This composite image shows the effects of two galaxies caught in the act of merging. A Chandra X-ray Observatory image shows a pair of quasars in blue, located about 4.6 billion light years away, but separated on the sky by only about 70 thousand light years. These bright sources, collectively called SDSS J1254+0846, are powered by material falling onto supermassive black holes. An optical image from the Baade-Magellan telescope in Chile, in yellow, shows tidal tails - gravitational-stripped streamers of stars and gas -- fanning out from the two colliding galaxies.

This represents the first time a luminous pair of quasars has been clearly seen in an ongoing galaxy merger. "Quasars are the most luminous compact objects in the Universe, and though about a million of them are now known, it's incredibly hard work to find two quasars side by side," said Paul Green, from the Harvard-Smithsonian Center for Astrophysics in Cambridge, MA, who led the study.

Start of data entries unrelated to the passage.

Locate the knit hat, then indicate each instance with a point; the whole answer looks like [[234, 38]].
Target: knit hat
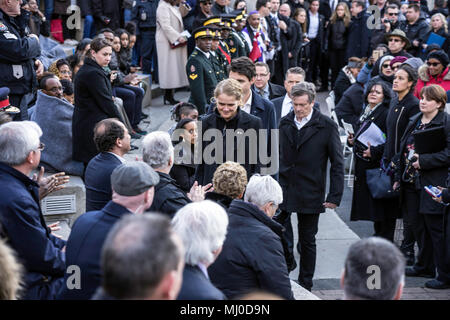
[[414, 62], [400, 59], [383, 59], [441, 56]]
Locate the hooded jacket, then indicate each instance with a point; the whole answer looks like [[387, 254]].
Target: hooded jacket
[[426, 79]]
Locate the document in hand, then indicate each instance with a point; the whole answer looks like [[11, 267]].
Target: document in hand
[[372, 135]]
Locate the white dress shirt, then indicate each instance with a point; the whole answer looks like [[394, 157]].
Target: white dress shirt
[[304, 121], [313, 25], [287, 105], [248, 105]]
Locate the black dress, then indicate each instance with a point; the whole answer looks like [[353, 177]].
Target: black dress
[[364, 207]]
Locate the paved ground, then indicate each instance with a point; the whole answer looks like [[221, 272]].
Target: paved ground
[[336, 231]]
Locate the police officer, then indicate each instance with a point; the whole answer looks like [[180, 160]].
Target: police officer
[[19, 50], [144, 15], [220, 63], [200, 71], [5, 105]]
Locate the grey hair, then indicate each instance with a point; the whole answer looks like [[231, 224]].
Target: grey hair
[[304, 88], [262, 190], [377, 253], [202, 227], [17, 140], [157, 149], [136, 255]]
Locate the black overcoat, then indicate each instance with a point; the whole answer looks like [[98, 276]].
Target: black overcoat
[[304, 156]]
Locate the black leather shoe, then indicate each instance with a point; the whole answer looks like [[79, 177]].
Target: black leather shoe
[[436, 284], [411, 272]]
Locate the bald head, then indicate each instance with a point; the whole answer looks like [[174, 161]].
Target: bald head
[[285, 10]]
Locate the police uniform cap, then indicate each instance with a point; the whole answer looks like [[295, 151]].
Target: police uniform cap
[[203, 32], [212, 20]]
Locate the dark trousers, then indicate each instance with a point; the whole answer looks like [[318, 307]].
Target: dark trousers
[[308, 225], [385, 229], [337, 62], [314, 51], [410, 209], [148, 53], [132, 102]]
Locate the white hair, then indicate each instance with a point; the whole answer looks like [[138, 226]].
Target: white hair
[[157, 149], [202, 227], [17, 140], [262, 190]]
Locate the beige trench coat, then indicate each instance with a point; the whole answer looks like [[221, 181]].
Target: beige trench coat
[[171, 62]]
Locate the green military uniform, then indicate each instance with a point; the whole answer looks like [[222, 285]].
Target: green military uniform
[[202, 79]]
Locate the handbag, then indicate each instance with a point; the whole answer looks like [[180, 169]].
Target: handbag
[[379, 183]]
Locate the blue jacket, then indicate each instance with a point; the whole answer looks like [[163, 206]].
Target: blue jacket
[[196, 286], [26, 232], [84, 248], [359, 36], [252, 257], [97, 179]]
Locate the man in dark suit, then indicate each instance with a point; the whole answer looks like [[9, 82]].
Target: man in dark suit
[[133, 189], [113, 142], [228, 115], [308, 140], [203, 243], [283, 105], [158, 152], [21, 220], [263, 86]]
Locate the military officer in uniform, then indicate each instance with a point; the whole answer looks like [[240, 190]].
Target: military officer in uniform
[[235, 44], [19, 52], [220, 63], [200, 71]]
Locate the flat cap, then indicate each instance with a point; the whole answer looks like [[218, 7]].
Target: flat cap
[[133, 178]]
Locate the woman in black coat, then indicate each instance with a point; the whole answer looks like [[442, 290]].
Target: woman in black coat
[[252, 256], [364, 207], [183, 170], [419, 166], [93, 100], [337, 38], [403, 106]]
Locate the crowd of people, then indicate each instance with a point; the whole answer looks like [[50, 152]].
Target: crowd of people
[[207, 212]]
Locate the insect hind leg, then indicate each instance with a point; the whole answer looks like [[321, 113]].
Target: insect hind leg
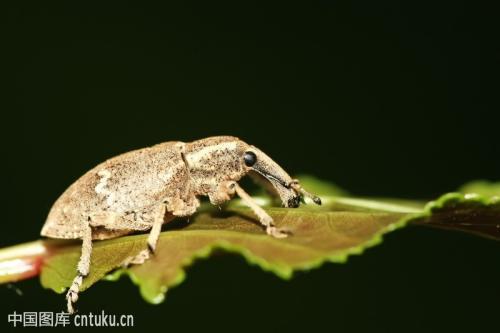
[[83, 269]]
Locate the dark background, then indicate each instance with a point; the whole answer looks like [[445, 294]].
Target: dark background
[[383, 98]]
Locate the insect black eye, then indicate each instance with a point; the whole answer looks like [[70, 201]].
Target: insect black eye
[[250, 158]]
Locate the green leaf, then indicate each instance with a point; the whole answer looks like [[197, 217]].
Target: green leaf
[[343, 226]]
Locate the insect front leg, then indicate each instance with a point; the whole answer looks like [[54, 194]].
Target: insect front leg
[[230, 187], [83, 269]]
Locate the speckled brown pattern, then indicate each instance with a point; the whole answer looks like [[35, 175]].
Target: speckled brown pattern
[[127, 187], [142, 189]]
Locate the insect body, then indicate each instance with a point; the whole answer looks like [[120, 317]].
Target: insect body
[[142, 189]]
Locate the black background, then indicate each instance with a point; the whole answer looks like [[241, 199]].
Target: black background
[[380, 97]]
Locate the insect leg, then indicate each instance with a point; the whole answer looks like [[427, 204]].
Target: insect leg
[[82, 269], [264, 218], [159, 217]]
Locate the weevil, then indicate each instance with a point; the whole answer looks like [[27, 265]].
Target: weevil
[[142, 189]]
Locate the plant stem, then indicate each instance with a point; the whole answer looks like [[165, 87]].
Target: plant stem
[[23, 261]]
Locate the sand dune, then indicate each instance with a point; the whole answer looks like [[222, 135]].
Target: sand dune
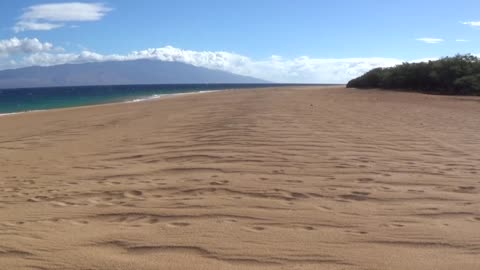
[[282, 178]]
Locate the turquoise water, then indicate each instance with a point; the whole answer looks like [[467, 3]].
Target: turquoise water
[[31, 99]]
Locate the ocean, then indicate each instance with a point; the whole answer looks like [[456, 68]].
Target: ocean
[[45, 98]]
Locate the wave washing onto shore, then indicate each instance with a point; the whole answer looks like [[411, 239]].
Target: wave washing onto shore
[[38, 99], [149, 98]]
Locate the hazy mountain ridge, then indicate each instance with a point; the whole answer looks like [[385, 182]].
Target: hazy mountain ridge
[[143, 71]]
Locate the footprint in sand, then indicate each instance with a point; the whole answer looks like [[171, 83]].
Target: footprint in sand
[[178, 224], [219, 183], [135, 194]]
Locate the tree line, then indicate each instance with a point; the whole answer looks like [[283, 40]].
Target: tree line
[[457, 75]]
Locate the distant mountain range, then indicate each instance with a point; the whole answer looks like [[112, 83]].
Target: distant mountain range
[[117, 73]]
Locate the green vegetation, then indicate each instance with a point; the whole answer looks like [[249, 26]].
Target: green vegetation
[[458, 75]]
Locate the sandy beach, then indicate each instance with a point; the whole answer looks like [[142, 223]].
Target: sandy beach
[[287, 178]]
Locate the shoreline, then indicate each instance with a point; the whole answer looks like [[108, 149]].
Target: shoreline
[[280, 178], [155, 97]]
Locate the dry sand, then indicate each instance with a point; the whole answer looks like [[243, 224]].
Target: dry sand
[[255, 179]]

This pair of quasars was first detected by the Sloan Digital Sky Survey, a large-scale astronomical survey of galaxies and quasars. They were observed with the Magellan telescope to determine whether the quasars were close enough to show clear signs of interactions between their host galaxies. "The tidal tails fanning out from the galaxies that we see in the optical image are a sure sign, the litmus test of an ongoing galaxy merger," said Green.

This result represents strong evidence for the prediction that a pair of quasars would be triggered during a merger. The galaxy disks both appear to be nearly face-on to Earth, which may explain why the X-rays from Chandra show no signs of absorption by intervening gas or dust.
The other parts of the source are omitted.